Handlebars come in a variety of types designed for particular types of riding:
- "Ape-hangers" — found mainly on choppers, these are handlebars of such exaggerated height that the rider has to reach up to them, hence the name. Rumored to have originally been implemented to aid riders on motorcycles with no rear suspension to lift themselves from their seat to avoid potholes, they can also aid in a more comfortable ride since the riders hands are closer to shoulder height. However, if the position of the hands is higher than the shoulders, they may cause numbness in the hands, but the use of throttle locks or cruise controls may help alleviate such symptoms. Some jurisdictions restrict the maximum height of ape-hangers for safety reasons.
- Beach bars — similar to cruiser bars, slope back toward the rider to allow a relaxed riding position. Tend to be very wide, and offer the rider a relaxed position.
- Buckhorn handlebars — similar to ape-hangers, but shorter and curved (thereby resembling a buck's horn). They are sometimes called "mini-apes" (miniature ape-hangers), but are not. Buckhorns have a different hand positioning than mini apes. The bar ends on Buckhorns are angled in and down towards the rider, mini apes hand positioning is out and more horizontal. A good example of buckhorn handlebars are the ones on Ghost Rider's Hellbike, from the 2007 movie Ghost Rider.

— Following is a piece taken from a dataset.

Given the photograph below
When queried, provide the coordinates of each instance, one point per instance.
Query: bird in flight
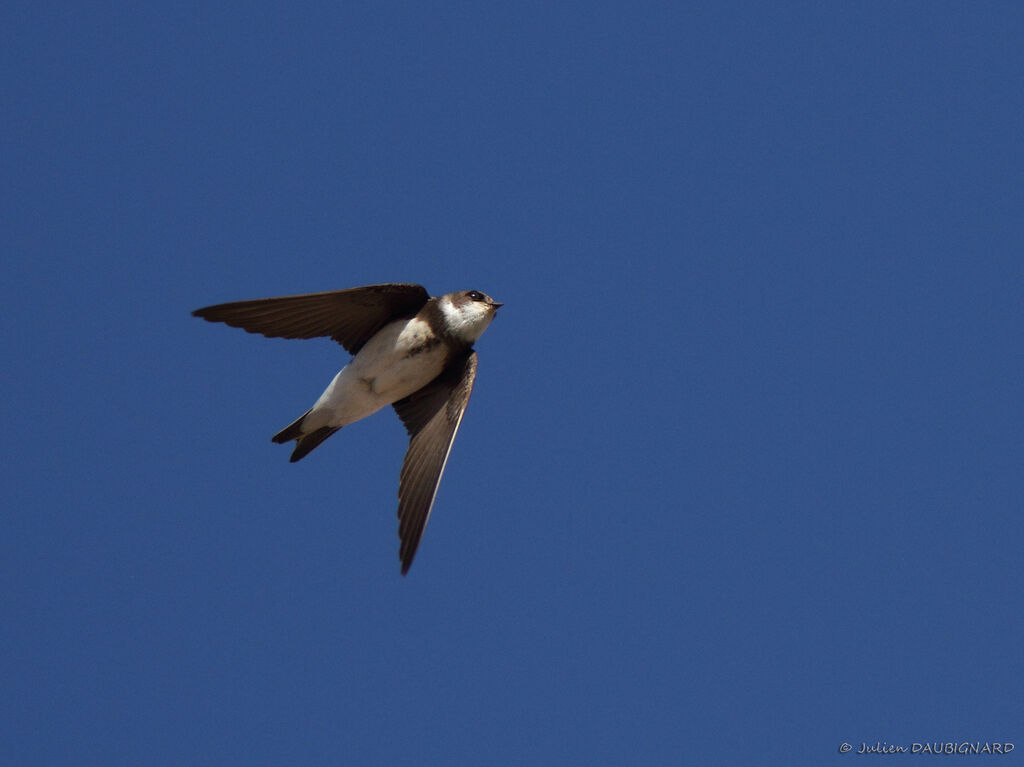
(411, 351)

- Clip-ons — popular on sport bikes, in which two separate short handles are clamped directly to the fork tubes. Adjustable or non-adjustable, these may be fitted above or below the triple tree. These two piece clip-on bars may also be attached to the top triple tree clamp and be non-adjustable.
- Clubman bars — a one-piece handlebar mounted on the triple tree, reaching forward with ends slightly angled backwards to give the rider a lower, more crouching riding position. Common on café racers in the UK, Clubman bars are sometime known as "Thruxton bars" or "Thruxton drops" (after the Thruxton race circuit); or "Ace bars" (after the Ace Cafe on the North Circular Road in London).
- Cruiser handlebars — long and slope towards the rear of the motorcycle so that the rider can sit upright.
- Drag bars — nearly straight across to create a forward-leaning and aerodynamic riding position.
- Jota bars - a five-piece multi-adjustable bar with a straight centre piece, and right-angle knuckle joints between the centre bar and handlebar grips, as seen on most Laverda Jotas and other 70s/80s motorbikes. The right angle is designed to point downwards for aerodynamic advantage, but older riders rotate them upwards for comfort.
- Motocross bars — motocross, off-road, and dual-sport motorcycles normally have tubular bars with a cross-brace to resist torsional twist.
- Rabbit Ears - feature straight riser sections which bend sharply back and down toward the rider, giving the appearance of the ears of a rabbit. Popular on choppers.
- T-bar - similar to drag bars, but have built in risers which create the look of a 'T'. This modifies the riding position from the forward leaning drag bar to a more relaxed riding position.
- Z-bar — containing no bends, all miter cut and welded tubing to create a sharply angled handlebar. The vertical riser sections can vary in height, creating a short or tall Z bar.